You can’t google that

I decided a long time ago I would make Oscar Wilde’s preface to The Picture of Dorian Gray my ultimate dance-writing guide. I am perfectly aware it was part of my search to put the imposter syndrome at ease. I am also perfectly aware that it has failed to do so. Still, it is an amazing preface (not to mention the book).

At some point, it goes like this:

(…) The highest as the lowest form of criticism is a mode of autobiography. (…) All art is at once surface and symbol. Those who go beneath the surface do so at their peril. Those who read the symbol do so at their peril. It is the spectator, and not life, that art really mirrors. Diversity of opinion about a work of art shows that the work is new, complex, and vital. When critics disagree, the artist is in accord with himself. (…)

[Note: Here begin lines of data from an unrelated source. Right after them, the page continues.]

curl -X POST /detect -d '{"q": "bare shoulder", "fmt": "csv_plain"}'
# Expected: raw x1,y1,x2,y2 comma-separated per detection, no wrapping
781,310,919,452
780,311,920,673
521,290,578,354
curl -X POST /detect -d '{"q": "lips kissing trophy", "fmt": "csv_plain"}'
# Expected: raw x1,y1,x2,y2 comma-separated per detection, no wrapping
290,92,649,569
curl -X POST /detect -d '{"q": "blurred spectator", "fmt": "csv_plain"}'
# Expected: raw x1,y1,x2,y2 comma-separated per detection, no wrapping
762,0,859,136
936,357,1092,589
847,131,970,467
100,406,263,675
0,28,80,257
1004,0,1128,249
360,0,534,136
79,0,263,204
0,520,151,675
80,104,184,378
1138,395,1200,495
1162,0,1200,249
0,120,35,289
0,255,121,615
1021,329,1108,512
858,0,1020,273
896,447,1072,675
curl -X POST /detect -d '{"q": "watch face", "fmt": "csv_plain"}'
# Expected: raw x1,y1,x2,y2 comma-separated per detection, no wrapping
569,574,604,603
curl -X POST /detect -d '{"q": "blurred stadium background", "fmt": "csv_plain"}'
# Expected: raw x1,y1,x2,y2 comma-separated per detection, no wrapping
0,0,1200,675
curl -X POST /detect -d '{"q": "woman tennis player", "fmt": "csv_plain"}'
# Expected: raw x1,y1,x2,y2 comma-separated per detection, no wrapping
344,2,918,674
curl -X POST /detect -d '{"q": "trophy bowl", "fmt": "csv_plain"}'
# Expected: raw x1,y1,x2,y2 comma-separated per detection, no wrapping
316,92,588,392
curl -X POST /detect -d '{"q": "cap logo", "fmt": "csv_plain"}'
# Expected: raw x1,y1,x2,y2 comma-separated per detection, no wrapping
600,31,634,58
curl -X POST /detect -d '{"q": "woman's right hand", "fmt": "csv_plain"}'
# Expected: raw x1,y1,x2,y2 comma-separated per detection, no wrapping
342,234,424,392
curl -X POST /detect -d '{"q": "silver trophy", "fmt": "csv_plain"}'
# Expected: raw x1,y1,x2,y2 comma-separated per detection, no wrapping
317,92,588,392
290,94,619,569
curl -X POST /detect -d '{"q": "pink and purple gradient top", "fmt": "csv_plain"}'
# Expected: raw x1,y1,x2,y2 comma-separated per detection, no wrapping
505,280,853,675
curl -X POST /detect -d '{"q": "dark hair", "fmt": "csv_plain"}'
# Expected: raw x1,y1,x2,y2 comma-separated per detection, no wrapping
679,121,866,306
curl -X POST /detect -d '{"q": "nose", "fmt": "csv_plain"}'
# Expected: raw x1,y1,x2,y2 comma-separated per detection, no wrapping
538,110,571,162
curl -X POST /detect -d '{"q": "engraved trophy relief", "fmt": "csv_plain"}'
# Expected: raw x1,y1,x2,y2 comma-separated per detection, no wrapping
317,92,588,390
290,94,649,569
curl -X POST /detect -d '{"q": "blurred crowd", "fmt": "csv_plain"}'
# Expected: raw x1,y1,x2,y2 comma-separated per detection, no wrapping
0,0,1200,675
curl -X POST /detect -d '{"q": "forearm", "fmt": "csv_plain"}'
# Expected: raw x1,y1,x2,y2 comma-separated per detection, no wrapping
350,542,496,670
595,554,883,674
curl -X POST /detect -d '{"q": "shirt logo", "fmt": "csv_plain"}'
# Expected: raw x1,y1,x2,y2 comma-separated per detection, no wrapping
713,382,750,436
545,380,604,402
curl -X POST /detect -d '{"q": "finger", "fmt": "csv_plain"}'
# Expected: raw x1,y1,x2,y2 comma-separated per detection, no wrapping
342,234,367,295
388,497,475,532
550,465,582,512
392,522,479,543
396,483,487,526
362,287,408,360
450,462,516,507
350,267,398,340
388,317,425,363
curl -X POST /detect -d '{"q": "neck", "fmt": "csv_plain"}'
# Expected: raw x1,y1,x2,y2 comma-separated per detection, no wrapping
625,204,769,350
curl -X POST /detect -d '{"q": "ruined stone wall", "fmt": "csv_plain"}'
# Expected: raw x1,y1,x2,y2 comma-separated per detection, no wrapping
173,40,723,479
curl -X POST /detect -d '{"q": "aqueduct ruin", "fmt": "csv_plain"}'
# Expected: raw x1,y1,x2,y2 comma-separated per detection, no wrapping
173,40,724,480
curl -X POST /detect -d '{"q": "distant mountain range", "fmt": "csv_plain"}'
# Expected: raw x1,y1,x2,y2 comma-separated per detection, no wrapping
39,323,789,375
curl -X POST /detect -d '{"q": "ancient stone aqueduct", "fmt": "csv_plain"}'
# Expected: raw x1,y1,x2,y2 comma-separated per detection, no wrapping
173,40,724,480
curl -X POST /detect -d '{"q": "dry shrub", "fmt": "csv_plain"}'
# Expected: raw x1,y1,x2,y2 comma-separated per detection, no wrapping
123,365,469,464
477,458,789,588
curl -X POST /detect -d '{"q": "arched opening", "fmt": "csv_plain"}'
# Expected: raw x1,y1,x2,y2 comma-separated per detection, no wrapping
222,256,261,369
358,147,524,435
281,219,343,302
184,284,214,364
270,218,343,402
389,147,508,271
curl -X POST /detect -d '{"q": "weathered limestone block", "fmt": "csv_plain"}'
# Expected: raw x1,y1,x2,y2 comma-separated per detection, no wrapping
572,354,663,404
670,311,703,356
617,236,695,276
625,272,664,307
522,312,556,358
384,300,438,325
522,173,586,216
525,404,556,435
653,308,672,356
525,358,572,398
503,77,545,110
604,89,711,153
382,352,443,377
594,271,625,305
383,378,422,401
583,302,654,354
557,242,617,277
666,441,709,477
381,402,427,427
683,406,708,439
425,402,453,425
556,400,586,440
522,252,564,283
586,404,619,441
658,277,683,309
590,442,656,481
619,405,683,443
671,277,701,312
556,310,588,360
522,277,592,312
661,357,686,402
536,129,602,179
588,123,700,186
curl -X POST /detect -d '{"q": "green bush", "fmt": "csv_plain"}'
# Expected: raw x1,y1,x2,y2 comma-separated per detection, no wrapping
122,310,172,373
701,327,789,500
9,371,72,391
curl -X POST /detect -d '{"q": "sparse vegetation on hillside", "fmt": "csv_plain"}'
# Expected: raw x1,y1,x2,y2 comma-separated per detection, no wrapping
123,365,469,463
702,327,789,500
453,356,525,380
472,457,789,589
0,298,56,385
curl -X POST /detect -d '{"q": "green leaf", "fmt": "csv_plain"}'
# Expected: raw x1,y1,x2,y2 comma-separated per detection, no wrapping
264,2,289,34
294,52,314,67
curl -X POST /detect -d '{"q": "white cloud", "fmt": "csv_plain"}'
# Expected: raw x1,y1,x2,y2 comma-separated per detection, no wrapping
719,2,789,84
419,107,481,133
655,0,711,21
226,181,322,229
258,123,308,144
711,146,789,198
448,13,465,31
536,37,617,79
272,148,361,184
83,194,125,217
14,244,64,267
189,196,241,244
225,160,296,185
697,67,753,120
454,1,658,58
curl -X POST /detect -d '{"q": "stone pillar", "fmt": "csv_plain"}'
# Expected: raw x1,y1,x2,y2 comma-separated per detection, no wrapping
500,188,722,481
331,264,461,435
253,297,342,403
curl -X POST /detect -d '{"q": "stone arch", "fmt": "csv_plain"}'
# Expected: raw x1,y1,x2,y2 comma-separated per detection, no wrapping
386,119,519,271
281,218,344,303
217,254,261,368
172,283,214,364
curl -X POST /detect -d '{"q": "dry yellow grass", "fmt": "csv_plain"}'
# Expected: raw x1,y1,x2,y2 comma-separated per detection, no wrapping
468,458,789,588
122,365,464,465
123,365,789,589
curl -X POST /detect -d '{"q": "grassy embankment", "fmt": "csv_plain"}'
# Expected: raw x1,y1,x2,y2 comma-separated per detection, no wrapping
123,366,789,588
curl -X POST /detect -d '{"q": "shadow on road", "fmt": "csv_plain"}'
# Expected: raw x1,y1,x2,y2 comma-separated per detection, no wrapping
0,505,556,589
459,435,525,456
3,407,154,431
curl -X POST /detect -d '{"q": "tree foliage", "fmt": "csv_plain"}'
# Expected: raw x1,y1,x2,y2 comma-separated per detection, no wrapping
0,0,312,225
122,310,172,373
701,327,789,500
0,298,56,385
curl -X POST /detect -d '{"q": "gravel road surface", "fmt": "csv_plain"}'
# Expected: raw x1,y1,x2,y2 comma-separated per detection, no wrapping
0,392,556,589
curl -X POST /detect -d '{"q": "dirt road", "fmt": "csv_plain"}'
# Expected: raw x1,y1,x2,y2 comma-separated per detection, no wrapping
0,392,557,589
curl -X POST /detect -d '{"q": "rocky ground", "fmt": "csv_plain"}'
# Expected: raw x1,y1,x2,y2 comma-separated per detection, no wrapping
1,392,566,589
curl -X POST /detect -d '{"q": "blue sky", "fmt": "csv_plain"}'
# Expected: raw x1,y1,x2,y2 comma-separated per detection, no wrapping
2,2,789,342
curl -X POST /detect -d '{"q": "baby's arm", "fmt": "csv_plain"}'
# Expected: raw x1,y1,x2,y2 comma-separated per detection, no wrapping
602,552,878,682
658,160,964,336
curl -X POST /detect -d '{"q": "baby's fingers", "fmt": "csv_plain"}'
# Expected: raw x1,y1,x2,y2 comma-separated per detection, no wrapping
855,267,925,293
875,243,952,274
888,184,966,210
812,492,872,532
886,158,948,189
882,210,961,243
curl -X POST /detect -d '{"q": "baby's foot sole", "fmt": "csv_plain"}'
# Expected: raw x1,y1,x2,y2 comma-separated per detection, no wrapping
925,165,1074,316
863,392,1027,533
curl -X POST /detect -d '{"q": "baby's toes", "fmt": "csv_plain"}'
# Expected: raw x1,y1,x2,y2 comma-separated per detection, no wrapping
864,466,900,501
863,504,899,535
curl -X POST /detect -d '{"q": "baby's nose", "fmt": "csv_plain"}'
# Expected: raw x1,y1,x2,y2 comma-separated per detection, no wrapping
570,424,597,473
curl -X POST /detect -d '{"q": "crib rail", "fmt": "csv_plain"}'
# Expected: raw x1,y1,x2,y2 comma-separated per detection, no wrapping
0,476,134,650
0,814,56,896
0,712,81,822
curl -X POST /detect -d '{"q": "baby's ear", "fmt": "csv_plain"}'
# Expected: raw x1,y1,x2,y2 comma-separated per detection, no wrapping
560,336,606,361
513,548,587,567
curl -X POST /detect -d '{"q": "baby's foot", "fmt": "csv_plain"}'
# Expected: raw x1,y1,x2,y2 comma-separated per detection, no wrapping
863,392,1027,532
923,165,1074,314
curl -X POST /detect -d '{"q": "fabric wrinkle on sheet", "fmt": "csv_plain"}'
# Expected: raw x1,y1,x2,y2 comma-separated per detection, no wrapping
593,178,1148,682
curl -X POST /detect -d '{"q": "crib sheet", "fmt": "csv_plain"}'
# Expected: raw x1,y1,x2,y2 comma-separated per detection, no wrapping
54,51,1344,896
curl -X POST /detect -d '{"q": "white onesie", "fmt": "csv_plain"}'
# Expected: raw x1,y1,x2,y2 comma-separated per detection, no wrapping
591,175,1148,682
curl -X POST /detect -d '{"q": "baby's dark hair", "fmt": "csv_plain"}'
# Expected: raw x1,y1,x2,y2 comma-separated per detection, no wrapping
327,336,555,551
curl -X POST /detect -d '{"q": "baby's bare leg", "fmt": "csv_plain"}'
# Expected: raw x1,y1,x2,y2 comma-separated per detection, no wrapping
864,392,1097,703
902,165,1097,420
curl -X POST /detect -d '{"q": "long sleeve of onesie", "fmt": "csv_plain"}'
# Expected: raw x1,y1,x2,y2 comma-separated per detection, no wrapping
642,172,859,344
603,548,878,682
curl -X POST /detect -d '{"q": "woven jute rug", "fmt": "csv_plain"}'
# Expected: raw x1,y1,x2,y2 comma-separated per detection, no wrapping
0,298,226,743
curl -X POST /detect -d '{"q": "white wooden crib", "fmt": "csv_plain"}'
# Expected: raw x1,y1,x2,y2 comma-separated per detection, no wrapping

Were I a firm believer in destiny, I would think it no coincidence that Dublin, Wilde’s birthplace, was Spring Forward ’23 destination – the place to confront my imposter syndrome and, to some extent, make peace with it.

On the first day of Spring Forward, Springbackers and mentors met at Dance Ireland to get to know each other and for some quick-deep talks on dance writing. I am not sure if I felt relieved, worried or sympathetic (or all of the above) on hearing mentor Kelly Apter say that ‘the imposter syndrome never leaves’.

When discussing whether it is a good idea to take notes during a performance, Kelly said ‘I’d rather focus on how I am feeling — you cannot google that.’ I wonder, what senses does a performance awaken on us? At the end of the day, it is not about whether we understood the steps, but rather what intention the work carried, and if it made us feel something. ‘If you licked the show,’ asked Donald Hutera, ‘what would be its flavours? What does it smell like?’ – bringing the whole experience to our senses, and adding ‘It’s intellect and sensation, different ways of perceiving.’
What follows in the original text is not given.